Reviving The Lost

With multiplexes ruling the cinematic world the most innovative ideas are brought by those thinking inside the box. Sounds counter-cliché, doesn’t it?

The box referred to here is one defined by the passing of an era and sealed as tightly as events of the past century. This is a box which contains the invaluable antiquities that made classic cinematography into what it stands for: a legacy of exceptional masterworks in the cinematic industry.

The contemporary film industry been marked by a wave of digital modernism that has swept away relics of the past which offered audiences refuge from graphic stunts and extravagant shots crowding the big screen. What thinking inside the box allows cinematographers today to do is offer the viewers something different from just superheroes displaying extraordinary stunts and visuals saturated with CGI technology.

Modern film industry reflects a discontinuity in the trajectory of productions that trace back to the classics. While on one end are high-budget blockbusters which do not go a day without being ‘sold out’, on the other are the classics and a scarce collection of indies that have been out of sight long enough to be covered under dust. What the industry lacks today is the need to have something in between. This would help follow a transition from the past to the present and assist movie buffs in returning to a collection that they long cherished.

However, not everything is as gloomy as it might seem. There are some figures who are working exceptionally beyond their normal capacity to bring back the lost from a land long abandoned. Here is what is being done to revive the lost.

The Three Musketeers

While technology, graphics, digital, shooting are terms that have aesthetic-averse connotations attached to them, there are directors who are striving to bridge the gap between the polar ends of the industry. In order to literally make ends meet revolutionaries like Christopher Nolan, Steven Soderbergh, and Wes Anderson are producing films that do not have to pick between budget and quality.

Without hopping on the bandwagon of producing what Tarantino calls “television in public,” they have anchored a place for themselves and earned appreciation for their work.
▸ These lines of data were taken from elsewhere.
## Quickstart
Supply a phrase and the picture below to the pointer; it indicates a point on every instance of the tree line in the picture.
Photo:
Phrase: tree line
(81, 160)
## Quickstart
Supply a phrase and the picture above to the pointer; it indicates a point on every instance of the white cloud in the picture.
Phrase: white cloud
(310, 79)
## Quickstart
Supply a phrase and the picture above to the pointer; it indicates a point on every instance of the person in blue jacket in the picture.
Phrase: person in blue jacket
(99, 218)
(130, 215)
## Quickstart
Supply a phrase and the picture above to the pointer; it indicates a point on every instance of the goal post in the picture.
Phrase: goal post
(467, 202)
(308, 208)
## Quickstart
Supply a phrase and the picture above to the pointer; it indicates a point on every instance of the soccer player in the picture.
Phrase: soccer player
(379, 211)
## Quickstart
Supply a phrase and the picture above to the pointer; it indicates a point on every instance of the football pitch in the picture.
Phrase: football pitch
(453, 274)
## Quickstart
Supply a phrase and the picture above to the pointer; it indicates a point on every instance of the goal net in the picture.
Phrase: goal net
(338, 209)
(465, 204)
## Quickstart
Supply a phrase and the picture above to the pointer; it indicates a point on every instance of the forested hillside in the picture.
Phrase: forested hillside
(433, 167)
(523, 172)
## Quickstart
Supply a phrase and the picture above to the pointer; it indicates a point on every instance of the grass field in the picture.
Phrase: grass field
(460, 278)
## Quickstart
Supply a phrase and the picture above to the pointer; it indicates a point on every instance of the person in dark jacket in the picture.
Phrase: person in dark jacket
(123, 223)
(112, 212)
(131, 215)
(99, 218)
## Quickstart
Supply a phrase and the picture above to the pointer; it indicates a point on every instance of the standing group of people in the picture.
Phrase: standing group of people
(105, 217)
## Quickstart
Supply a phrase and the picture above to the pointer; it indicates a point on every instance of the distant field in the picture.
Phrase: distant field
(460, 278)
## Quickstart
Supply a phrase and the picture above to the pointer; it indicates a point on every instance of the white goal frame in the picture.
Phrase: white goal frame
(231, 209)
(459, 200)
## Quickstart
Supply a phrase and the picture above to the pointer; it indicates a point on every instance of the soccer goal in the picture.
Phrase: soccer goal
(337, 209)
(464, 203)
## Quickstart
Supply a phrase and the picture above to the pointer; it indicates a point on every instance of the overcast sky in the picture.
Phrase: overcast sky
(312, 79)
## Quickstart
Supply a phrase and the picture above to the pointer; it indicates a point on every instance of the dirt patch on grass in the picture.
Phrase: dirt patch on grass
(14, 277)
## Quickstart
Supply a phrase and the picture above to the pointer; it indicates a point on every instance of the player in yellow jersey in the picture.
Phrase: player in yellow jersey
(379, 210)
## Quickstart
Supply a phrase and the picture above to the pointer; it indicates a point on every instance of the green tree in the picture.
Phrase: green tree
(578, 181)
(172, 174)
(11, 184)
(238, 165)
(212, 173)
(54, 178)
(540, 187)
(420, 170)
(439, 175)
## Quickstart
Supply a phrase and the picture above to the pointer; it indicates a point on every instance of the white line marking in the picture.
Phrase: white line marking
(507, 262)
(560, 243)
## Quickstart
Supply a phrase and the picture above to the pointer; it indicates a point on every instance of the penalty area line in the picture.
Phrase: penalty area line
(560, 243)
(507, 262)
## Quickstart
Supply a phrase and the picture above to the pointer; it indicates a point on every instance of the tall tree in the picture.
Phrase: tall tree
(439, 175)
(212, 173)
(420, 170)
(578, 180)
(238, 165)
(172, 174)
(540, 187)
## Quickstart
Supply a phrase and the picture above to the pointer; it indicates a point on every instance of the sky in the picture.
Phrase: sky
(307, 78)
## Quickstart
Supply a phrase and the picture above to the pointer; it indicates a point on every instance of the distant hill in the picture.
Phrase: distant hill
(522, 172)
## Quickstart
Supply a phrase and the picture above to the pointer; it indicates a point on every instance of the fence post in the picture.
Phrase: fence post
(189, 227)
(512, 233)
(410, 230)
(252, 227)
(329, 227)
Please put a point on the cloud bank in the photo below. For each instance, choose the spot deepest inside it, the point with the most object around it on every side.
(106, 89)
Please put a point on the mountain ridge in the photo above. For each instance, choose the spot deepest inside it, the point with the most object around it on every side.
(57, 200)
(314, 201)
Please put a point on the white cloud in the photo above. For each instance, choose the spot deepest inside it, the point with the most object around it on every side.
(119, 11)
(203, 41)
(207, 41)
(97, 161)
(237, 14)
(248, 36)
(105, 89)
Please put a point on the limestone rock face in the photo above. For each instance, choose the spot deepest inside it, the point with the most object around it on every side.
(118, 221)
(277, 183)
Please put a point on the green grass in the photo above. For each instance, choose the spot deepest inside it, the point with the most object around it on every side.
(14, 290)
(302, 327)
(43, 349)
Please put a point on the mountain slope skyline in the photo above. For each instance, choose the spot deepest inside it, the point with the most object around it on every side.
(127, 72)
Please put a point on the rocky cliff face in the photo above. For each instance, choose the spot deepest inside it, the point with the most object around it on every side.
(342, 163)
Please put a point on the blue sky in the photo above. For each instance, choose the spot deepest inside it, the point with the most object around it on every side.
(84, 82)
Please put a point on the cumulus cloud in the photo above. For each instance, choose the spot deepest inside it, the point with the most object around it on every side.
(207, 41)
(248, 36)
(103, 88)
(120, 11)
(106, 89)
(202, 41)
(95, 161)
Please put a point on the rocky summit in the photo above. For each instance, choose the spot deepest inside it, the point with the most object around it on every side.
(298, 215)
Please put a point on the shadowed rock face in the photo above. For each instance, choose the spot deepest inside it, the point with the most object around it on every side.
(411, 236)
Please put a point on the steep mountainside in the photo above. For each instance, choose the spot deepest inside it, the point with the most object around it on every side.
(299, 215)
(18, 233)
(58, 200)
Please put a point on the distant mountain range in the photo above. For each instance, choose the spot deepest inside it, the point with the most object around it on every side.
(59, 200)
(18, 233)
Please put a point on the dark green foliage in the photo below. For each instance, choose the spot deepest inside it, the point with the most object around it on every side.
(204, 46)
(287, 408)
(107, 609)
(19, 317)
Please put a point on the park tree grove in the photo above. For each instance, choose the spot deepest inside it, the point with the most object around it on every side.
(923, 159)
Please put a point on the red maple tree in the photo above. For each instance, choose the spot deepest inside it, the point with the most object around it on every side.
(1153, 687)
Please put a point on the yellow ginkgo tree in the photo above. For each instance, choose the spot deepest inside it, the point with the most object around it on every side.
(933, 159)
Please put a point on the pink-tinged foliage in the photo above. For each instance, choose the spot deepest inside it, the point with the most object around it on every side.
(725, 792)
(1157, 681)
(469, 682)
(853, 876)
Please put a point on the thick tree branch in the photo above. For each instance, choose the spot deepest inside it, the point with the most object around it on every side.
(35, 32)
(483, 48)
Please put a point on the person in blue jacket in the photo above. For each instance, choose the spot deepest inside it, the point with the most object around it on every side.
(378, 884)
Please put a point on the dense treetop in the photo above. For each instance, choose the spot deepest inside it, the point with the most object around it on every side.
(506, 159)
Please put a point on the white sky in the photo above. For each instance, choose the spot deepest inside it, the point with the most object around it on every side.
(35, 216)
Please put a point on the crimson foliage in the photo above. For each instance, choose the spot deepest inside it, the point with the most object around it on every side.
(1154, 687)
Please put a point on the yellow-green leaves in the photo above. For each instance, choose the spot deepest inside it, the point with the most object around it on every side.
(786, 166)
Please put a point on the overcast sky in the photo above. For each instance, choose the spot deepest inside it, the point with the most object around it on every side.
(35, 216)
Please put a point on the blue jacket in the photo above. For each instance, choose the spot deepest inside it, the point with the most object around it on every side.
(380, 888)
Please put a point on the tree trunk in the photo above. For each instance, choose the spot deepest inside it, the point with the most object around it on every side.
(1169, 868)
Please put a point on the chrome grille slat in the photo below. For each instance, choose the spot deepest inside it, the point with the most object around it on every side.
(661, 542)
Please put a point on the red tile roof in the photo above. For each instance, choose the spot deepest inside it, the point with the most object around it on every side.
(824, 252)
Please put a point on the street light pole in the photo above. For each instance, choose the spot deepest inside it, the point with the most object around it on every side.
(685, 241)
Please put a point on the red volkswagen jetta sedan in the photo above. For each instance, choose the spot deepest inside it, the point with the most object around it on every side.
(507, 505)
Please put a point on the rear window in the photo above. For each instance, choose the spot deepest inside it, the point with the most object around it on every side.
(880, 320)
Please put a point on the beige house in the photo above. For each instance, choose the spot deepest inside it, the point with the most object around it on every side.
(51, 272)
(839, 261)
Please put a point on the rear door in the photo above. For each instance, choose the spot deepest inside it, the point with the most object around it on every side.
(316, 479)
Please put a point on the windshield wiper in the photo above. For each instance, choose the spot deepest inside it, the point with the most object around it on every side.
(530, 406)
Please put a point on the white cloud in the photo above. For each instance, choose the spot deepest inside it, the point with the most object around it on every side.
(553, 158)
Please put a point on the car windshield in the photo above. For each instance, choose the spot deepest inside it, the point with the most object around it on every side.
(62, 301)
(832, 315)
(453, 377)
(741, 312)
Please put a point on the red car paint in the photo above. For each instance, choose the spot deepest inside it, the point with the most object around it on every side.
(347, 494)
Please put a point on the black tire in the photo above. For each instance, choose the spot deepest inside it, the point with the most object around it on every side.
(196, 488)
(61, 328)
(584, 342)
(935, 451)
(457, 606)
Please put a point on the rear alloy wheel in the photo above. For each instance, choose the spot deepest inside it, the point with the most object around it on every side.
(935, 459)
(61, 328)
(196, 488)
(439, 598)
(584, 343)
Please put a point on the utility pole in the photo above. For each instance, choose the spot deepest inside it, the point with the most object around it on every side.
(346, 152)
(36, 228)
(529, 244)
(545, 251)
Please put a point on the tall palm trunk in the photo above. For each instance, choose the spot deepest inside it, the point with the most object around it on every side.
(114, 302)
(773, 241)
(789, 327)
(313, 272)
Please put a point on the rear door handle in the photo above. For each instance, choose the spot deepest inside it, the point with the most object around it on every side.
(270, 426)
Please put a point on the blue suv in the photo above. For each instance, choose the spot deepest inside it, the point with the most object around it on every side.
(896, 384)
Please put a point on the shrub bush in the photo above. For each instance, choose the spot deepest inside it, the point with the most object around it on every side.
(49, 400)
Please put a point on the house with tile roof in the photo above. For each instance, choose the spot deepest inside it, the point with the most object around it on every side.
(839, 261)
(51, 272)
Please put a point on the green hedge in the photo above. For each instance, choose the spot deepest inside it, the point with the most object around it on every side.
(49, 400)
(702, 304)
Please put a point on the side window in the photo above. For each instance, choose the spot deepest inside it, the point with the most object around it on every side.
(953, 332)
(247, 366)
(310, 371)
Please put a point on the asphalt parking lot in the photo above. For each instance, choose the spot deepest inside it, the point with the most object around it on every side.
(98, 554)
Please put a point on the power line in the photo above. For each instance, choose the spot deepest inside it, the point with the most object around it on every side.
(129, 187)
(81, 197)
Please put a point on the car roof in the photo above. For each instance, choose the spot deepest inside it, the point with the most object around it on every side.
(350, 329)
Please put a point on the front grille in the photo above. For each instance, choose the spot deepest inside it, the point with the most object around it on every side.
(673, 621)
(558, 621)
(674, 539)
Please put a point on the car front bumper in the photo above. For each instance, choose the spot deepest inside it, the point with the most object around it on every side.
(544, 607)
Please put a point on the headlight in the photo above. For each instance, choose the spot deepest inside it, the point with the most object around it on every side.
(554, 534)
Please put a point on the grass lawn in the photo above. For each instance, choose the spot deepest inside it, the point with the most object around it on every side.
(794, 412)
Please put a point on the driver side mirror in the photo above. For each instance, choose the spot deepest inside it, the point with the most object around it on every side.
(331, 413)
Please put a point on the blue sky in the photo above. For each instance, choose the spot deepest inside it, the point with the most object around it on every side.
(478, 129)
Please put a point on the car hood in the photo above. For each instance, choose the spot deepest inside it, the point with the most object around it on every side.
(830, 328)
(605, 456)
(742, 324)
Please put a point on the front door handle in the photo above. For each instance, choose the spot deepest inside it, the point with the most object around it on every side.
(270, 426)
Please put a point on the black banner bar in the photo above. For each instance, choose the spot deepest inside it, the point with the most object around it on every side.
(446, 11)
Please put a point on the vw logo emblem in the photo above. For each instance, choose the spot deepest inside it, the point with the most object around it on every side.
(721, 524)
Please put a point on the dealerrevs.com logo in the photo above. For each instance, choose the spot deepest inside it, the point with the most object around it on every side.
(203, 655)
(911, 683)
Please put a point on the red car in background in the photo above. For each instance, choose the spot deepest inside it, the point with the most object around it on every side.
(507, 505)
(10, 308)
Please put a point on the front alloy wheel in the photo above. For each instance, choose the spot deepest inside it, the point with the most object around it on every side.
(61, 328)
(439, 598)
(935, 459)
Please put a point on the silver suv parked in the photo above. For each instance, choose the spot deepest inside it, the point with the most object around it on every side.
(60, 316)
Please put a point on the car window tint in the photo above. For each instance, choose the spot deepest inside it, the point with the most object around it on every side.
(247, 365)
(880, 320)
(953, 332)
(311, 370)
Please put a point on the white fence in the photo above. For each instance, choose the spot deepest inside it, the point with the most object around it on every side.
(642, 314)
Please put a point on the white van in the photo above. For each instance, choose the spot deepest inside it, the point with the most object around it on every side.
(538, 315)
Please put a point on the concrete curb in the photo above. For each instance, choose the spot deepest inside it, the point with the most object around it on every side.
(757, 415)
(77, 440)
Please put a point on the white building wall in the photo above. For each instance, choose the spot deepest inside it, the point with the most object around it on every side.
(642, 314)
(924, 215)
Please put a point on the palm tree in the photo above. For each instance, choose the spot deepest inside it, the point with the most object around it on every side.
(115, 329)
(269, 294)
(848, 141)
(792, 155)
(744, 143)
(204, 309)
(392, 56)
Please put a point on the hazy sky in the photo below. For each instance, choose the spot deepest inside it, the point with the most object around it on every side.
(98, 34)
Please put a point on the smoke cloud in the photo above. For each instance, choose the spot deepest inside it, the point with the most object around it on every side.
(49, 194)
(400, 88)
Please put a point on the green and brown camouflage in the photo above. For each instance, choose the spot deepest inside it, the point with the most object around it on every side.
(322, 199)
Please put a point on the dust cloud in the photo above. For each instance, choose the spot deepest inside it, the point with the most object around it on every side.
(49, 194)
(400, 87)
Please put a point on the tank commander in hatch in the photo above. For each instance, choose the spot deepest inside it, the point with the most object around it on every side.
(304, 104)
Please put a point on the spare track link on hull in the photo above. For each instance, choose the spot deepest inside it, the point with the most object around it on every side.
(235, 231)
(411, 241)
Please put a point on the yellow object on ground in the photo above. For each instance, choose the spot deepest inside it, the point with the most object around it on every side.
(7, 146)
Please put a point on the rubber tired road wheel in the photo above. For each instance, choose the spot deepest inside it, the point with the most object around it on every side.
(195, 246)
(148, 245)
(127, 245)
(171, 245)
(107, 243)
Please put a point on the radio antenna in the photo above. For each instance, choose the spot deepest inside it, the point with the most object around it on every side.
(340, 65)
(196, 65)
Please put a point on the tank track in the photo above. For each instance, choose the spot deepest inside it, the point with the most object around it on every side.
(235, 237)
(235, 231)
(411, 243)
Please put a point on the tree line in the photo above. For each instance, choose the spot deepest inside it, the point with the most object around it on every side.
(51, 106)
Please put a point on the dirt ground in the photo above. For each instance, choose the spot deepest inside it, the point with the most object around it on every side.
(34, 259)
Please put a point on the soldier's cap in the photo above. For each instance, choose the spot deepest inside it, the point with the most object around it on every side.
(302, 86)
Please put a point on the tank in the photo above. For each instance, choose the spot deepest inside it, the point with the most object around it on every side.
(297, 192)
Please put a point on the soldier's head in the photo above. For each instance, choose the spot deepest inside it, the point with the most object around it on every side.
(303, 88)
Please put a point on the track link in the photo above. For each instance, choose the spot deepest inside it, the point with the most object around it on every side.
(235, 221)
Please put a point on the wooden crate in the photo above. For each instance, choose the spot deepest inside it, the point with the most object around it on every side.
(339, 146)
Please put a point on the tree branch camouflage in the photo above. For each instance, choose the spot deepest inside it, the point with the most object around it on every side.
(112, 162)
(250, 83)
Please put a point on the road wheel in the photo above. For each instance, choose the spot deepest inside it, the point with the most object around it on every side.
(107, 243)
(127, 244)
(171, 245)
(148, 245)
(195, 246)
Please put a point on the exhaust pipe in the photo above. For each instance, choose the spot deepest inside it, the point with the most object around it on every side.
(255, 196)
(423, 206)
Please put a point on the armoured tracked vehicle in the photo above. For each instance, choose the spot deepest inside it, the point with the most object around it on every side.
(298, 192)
They are living examples of how plot, direction and cinematography don’t need to be compromised in the name of digital filmmaking.

What Changed For Them

Even though each director has a unique style and taste in cinema, a streak found aligning between all three is there tendency to revert back to what was once known as classics of the golden era.

The disjunction in the style followed in modern cinema discussed earlier is not only making things go haywire in the present but also make the future riddled with adversities and uncertainties.

The modern tragedy of cinema is that there is no legacy that is emblematic of 21st Century film productions for times to come.

Learning from old school ways, Nolan is determined to produce films single-handedly. From sound recording to editing, he is his own one-man army.

Building on from where his predecessors left off, he has also made a code of shooting with a single camera and religiously abides by it. This not only adds a seamless continuity to his films but also makes them more real because of lack of needless computer generated imagery.

Soderbergh on the other hand acquires his expertise from his remarkable editing skills. This exceptional cinematographer takes on the risky task of directing across genres and transcending all bounds of restraint. This is why he has been able to produce works like Magic Mike and The Knick.

Contrary to Soderbergh, Anderson tethers his plots to a locus which is considered to be a hermetic space in order to maintain discipline and control.

After making the ground from where he decides to work, he draws inspiration from past movies and drives his plot with precision and calculation. As a result, what we see is a world true to the eccentricities that Anderson stands for!